O colégio onde fiz a maior parte da minha formação escolar era curioso e interessante. O nome, Brasil-América, evocava a utopia de uma relação equilibrada e positiva com a terra de Tio Sam. Todos os dias, antes da aula nós cantavamos o hino a celebrar essa amizade que nunca se realizou plenamente. Ao menos não era uma escola religiosa, católica ou protestante. Eu viera de uma escola de freiras muito boa, com instalações excelentes, mas muito rígida. O Brasil-América, com sua baguncinha, de início me pareceu o Paraíso. Havia também muitos alunos judeus por ser uma boa escola laica e essa diversidade era bacana.
Tentando analisar o que aconteceu há mais de quarenta anos, acho que naquele momento nossa escola estava em crise. O Brasil-América era ligado a um curso vestibular famoso, mas decadente, o Vetor. A escola tinha alguns professores excelentes e outros que claramente estavam ali por falta de coisa melhor. Havia alguns professores muito jovens, iniciantes, o que era bom e ruim. Lembro de um professor de Física alucinado, alto e espigado, que viajava no meio da aula contando teorias físicas absolutamente incríveis mas também incompreensíveis para nós. Foi ele que nos ensinou os rudimentos de informática, na década de 70, onde os computadores ainda ocupavam andares inteiros. Este professor era inteligentíssimo e interessado, só não sabia se comunicar conosco.
Caso completamente diferente era o nosso professor de Biologia. Barba cerrada e olhos gentis, ele sabia dar aula para aquela inquieta turma de adolescentes. À época devíamos ter uns 13 anos. Depois de dar conta de coisas como ribossomo, lisossomo, mitocôndrias e o diabo a quatro, ele dava uma parada na aula. E aí, com uma compaixão imensa, mas com um tom informal e engraçado, ele nos falava do amor. Do amor em sua expressão física, carnal.
O mundo dos meninos, o único que eu conhecia e onde infelizmente era obrigado a viver, vivia em ebulição. Havia aqueles que diziam já ter – na expressão nativa da época – comido alguém. Não só contavam tudo em detalhes, mas interrogavam os que eles achavam que não haviam ainda cruzado a soleira do Paraíso. Eu vivia desesperado, minha puberdade estava atrasada e como as falas eram fragmentárias, eu não tinha a menor ideia de como eram as coisas. Meu pai não tolerava conversas desse tipo, falar com a mãe me parecia abominável. Lá vivia eu sofrendo gozação – hoje se chama bullying – o dia inteiro:
– Alvito, você é virgem, não é? Claro que é! Tenho uma amiga mais velha que adora transar com menino virgem.
O nome desse torturador em botão era Ronald, não vou esquecer do nome dele.
Foi aí que apareceu o professor de Biologia, explicando tudo com clareza e, principalmente, naturalidade.
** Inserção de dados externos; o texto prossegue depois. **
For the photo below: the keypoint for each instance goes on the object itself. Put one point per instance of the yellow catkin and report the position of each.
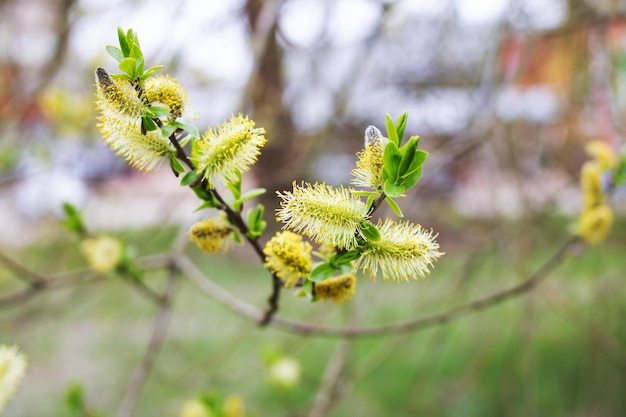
(211, 235)
(288, 256)
(103, 253)
(338, 289)
(595, 224)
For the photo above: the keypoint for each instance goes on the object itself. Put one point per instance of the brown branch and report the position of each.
(332, 383)
(42, 283)
(236, 220)
(39, 286)
(244, 309)
(142, 372)
(33, 278)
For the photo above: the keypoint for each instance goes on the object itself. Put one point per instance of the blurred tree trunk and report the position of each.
(278, 164)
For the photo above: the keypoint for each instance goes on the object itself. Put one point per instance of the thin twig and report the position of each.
(333, 378)
(142, 372)
(236, 220)
(244, 309)
(33, 278)
(52, 283)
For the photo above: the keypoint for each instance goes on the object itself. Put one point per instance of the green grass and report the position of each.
(560, 351)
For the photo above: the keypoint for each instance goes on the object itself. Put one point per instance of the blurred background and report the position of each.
(503, 93)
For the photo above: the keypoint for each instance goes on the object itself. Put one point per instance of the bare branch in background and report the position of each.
(244, 309)
(141, 374)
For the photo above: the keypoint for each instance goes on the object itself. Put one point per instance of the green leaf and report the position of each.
(139, 67)
(205, 205)
(148, 124)
(159, 111)
(365, 193)
(394, 206)
(123, 44)
(321, 272)
(418, 160)
(619, 178)
(400, 125)
(176, 164)
(408, 152)
(234, 185)
(369, 232)
(237, 236)
(191, 129)
(392, 133)
(190, 177)
(393, 190)
(121, 77)
(410, 179)
(150, 71)
(128, 66)
(74, 221)
(306, 290)
(115, 52)
(391, 158)
(167, 131)
(256, 224)
(75, 398)
(255, 192)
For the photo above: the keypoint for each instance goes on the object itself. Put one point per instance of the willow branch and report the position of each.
(142, 372)
(51, 283)
(333, 378)
(236, 220)
(33, 278)
(246, 310)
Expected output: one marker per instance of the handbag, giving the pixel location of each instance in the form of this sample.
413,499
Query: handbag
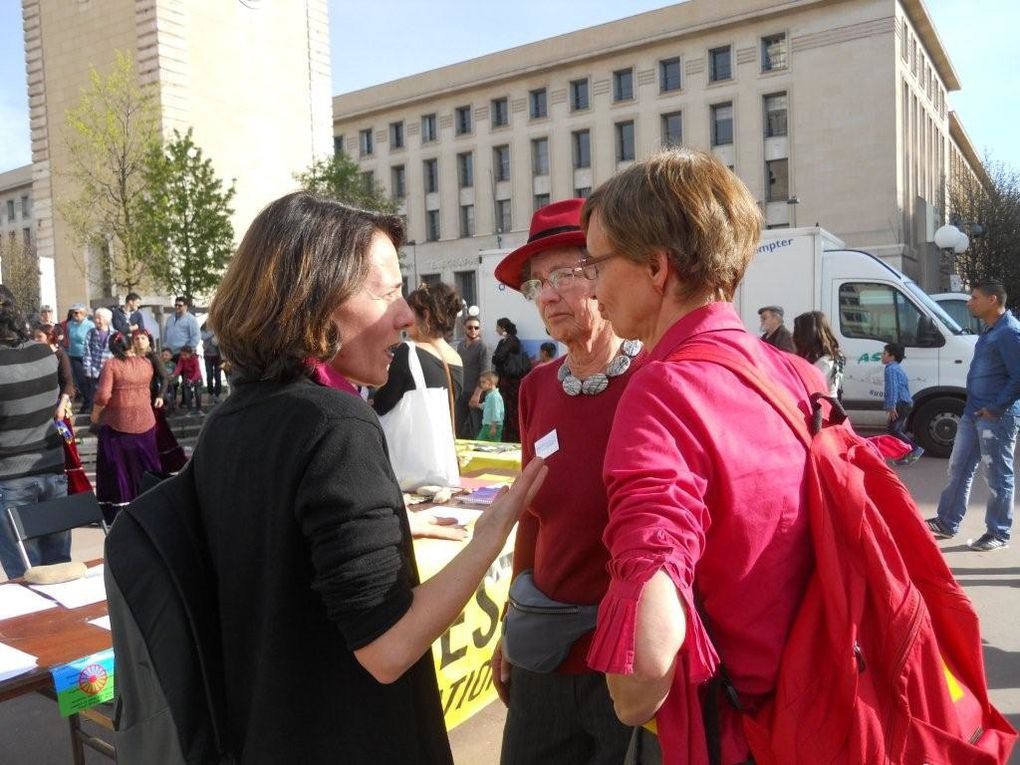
418,435
538,631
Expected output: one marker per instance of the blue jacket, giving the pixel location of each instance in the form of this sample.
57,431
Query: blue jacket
897,387
993,378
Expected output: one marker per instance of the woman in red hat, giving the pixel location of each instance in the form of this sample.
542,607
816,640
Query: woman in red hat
559,709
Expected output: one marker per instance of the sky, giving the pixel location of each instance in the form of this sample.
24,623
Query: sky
383,40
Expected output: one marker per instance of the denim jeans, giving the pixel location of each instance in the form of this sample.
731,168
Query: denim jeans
53,548
991,443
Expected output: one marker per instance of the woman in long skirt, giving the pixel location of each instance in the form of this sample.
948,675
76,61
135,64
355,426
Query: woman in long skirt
128,432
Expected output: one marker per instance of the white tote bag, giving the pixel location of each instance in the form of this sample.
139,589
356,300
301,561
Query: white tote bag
419,436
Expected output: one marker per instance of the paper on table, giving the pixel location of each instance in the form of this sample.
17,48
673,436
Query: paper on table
14,662
90,589
17,601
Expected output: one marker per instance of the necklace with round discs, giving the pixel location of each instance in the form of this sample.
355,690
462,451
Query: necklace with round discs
599,381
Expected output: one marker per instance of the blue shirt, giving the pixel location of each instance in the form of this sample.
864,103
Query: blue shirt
181,332
993,378
897,387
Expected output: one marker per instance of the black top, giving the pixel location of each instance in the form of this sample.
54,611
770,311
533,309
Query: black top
400,380
312,553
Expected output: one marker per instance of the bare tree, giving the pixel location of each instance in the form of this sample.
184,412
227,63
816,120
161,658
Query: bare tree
109,134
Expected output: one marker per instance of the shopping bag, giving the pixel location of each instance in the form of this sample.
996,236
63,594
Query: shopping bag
419,436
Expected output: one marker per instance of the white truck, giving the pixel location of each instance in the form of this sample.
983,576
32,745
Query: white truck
869,303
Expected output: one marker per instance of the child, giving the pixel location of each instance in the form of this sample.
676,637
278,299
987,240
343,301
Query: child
166,357
899,401
492,408
191,377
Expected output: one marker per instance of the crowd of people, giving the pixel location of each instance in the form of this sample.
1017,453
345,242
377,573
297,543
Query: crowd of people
661,511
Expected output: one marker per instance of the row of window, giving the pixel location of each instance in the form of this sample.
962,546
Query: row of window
720,63
26,208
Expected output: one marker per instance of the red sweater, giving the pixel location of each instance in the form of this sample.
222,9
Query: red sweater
560,536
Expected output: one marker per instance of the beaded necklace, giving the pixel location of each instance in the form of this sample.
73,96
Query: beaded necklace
599,381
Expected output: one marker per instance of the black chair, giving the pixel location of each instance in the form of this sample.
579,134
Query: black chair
31,521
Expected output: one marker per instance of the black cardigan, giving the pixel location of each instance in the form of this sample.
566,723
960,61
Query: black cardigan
312,555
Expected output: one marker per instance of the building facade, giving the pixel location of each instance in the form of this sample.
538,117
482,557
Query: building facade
260,118
831,112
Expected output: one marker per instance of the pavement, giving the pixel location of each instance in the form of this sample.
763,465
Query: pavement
32,732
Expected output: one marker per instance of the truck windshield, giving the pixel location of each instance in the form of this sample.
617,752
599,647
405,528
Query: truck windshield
936,309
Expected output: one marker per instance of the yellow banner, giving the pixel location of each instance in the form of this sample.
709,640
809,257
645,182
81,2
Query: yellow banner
462,653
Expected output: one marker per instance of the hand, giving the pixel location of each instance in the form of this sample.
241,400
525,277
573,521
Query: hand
430,527
494,525
501,673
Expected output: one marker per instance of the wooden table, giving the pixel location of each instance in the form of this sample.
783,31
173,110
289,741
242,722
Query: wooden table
56,636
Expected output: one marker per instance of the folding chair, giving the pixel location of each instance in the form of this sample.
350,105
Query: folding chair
30,521
63,514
Falava de sexo e amor como sendo inseparáveis, sem moralizar. Nos ensinava a cuidar não somente do nosso prazer, mas também do prazer das nossas parceiras. Fomos apresentados ao clitóris, ao ritmo de excitação e gozo diferenciado de homens e mulheres, bem como a métodos de prevenção de gravidez e doenças. Hoje, parece uma banalidade. Lá por volta de 1972-3, em plena Ditadura Militar, era uma revolução.
Lembro até da sala em que tínhamos aula com ele, a última do segundo andar, já debruçada sobre a rua. Apropriado, porque aquele professor nos preparou para cair no mundo feito Che Guevara (perdoem a brincadeira), endurecendo mas sem perder a ternura.